The Mother
How the analysis is entangled, no, not entangled, pursued, through the contemplation and experience of personal loss. And its the loss of a mother, not a father, or a child. It strikes me as bold to talk about his love for his mother in this way. And that this loss, and his wound, is the basis for the analysis of photography, through the analysis of the photograph of his mother in the Winter Garden - that something so personal is both method and material for this analysis is simply wonderful. Such an analysis has a truthfulness and poetic beauty that numbers and references can't achieve.
Was there a time in which there could be analysis made based on feelings, the musings over a state of mind and heart, through experience only, and with oneself as the only expert? Has this time passed? It seems like a privilege.
Death
- And death, of course. The mothers death, the mother who he attempts to find in the photographs, but fails, and then perhaps succeeds, and then fails and succeeds again. As Susan Sontag talks of memento mori (photographs are always memento mori) in On Photography so does Barthes in his own way. He writes: "But the punctum is: he is going to die. I read at the same time: This will be and this has been. I observe with horror an anterior future of which death is at the stake. By giving me the absolute past of the pose (aorist), the photograph tells me death in the future. /...)Whether or not the subject is already dead, every photograph is this catastrophe." (pg 96). It makes me think that perhaps this is the force of any photography, this is the force of photography as such; it holds the nostalgic love of life and fear of death, not only of those who are in the picture but it reflects in me; I feel my own future death stab at me as my eyes meet those in the photograph. Barthes writes on a previous page:
"All those young photographers who are at work in the world, determined upon the capture actuality, do not know that they are agents of Death. This is the way in wich our time assumes Death: with the denying alibi of the distractedly "alive", of which the Photographer is in a sense the proffessional. For Photography must have some historical relation with what Edgar Morin calls the "crisis of death" beginning in the second half of the nineteenth century; for my part I should prefer that instead of constantly relocating the advent of Photography in its social an economical context; we should also inquire as to the anthropological place of Death and of the new image. For Death must be somewhere in a society; if it is no longer (or less intensely) in religion, it must be elsewhere; perhaps in this image which produces Death while trying to preserve life. "(92)

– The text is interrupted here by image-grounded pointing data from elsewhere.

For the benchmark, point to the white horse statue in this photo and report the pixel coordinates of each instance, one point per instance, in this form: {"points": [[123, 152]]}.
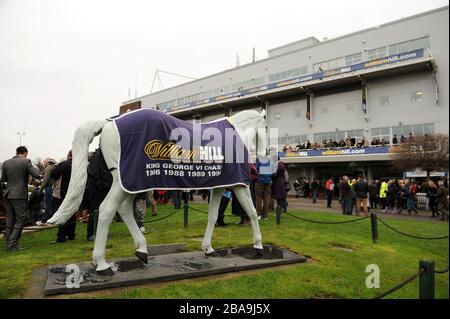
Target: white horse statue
{"points": [[118, 200]]}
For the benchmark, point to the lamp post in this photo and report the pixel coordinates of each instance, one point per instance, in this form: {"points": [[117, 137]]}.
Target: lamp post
{"points": [[20, 137]]}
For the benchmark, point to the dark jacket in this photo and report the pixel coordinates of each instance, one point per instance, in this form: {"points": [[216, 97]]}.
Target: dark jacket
{"points": [[441, 197], [361, 188], [373, 190], [346, 189], [278, 186], [15, 173], [63, 170], [36, 199]]}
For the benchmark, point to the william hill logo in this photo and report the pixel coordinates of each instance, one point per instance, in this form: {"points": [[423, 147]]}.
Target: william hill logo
{"points": [[159, 150]]}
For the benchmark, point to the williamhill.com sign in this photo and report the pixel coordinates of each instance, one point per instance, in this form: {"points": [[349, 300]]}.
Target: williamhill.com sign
{"points": [[339, 152]]}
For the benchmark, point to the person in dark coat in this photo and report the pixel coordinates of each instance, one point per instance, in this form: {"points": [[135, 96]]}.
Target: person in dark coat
{"points": [[306, 188], [442, 200], [431, 194], [315, 190], [35, 203], [63, 171], [373, 194], [15, 173], [279, 186]]}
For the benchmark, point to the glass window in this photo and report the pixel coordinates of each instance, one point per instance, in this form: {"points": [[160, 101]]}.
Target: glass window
{"points": [[385, 131], [397, 131], [297, 113], [416, 97], [384, 100], [377, 53], [409, 45], [418, 129], [353, 59], [356, 134], [328, 65], [428, 128]]}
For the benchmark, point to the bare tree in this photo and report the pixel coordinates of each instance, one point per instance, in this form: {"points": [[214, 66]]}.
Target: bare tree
{"points": [[428, 153]]}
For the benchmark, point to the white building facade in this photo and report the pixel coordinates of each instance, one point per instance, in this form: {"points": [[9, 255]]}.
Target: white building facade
{"points": [[374, 83]]}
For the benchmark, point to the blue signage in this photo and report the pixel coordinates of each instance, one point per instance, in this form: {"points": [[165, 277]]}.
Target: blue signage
{"points": [[395, 58], [337, 152]]}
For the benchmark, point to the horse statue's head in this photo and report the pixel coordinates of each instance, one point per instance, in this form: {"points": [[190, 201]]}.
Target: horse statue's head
{"points": [[251, 127]]}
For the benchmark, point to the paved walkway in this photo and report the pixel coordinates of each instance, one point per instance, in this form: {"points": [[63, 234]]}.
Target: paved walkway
{"points": [[321, 206]]}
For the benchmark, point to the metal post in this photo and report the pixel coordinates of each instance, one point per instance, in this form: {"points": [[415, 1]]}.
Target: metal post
{"points": [[426, 279], [186, 207], [278, 215], [374, 227]]}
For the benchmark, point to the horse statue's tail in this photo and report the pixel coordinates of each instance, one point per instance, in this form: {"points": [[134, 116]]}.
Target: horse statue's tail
{"points": [[80, 149]]}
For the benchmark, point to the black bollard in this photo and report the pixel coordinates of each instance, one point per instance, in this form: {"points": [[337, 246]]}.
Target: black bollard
{"points": [[426, 280], [374, 226], [186, 207], [278, 215]]}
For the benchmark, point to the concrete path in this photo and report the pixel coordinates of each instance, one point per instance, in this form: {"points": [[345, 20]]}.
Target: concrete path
{"points": [[321, 206]]}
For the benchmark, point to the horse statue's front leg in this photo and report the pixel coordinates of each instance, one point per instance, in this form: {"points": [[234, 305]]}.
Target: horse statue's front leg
{"points": [[213, 211], [245, 199], [106, 214]]}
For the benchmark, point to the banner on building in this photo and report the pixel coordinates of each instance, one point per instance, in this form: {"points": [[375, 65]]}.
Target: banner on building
{"points": [[339, 152], [395, 58], [159, 151]]}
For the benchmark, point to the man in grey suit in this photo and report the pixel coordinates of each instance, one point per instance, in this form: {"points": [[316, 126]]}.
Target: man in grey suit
{"points": [[16, 172]]}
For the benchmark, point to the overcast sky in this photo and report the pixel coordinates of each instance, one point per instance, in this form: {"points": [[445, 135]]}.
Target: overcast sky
{"points": [[63, 63]]}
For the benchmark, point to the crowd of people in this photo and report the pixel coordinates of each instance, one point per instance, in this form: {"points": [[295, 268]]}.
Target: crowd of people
{"points": [[30, 196], [348, 142], [269, 186], [388, 195]]}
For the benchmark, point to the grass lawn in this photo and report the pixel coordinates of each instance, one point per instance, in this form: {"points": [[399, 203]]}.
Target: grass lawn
{"points": [[338, 255]]}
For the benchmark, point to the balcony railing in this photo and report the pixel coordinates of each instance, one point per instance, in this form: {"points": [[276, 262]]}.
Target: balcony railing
{"points": [[395, 58]]}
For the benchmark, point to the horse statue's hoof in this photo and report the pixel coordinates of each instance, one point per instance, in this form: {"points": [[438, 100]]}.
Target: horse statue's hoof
{"points": [[257, 254], [211, 254], [142, 257], [105, 272]]}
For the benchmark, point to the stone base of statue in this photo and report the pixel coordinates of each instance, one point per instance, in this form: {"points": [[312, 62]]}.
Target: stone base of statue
{"points": [[81, 277]]}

This reminds me of Zygmunt Bauman, who has also written about Death and, if I remember correctly, the extents to which the contemporary society is concerned with expelling Death. From life, with drugs and preventive treatments, from view, with elderly homes and other institutions. And we are concerned, whilst living, with eternalizing life, perhaps, quite possibly, by photographing ourselves. "This is who I was", "This was my life" to the afterworld.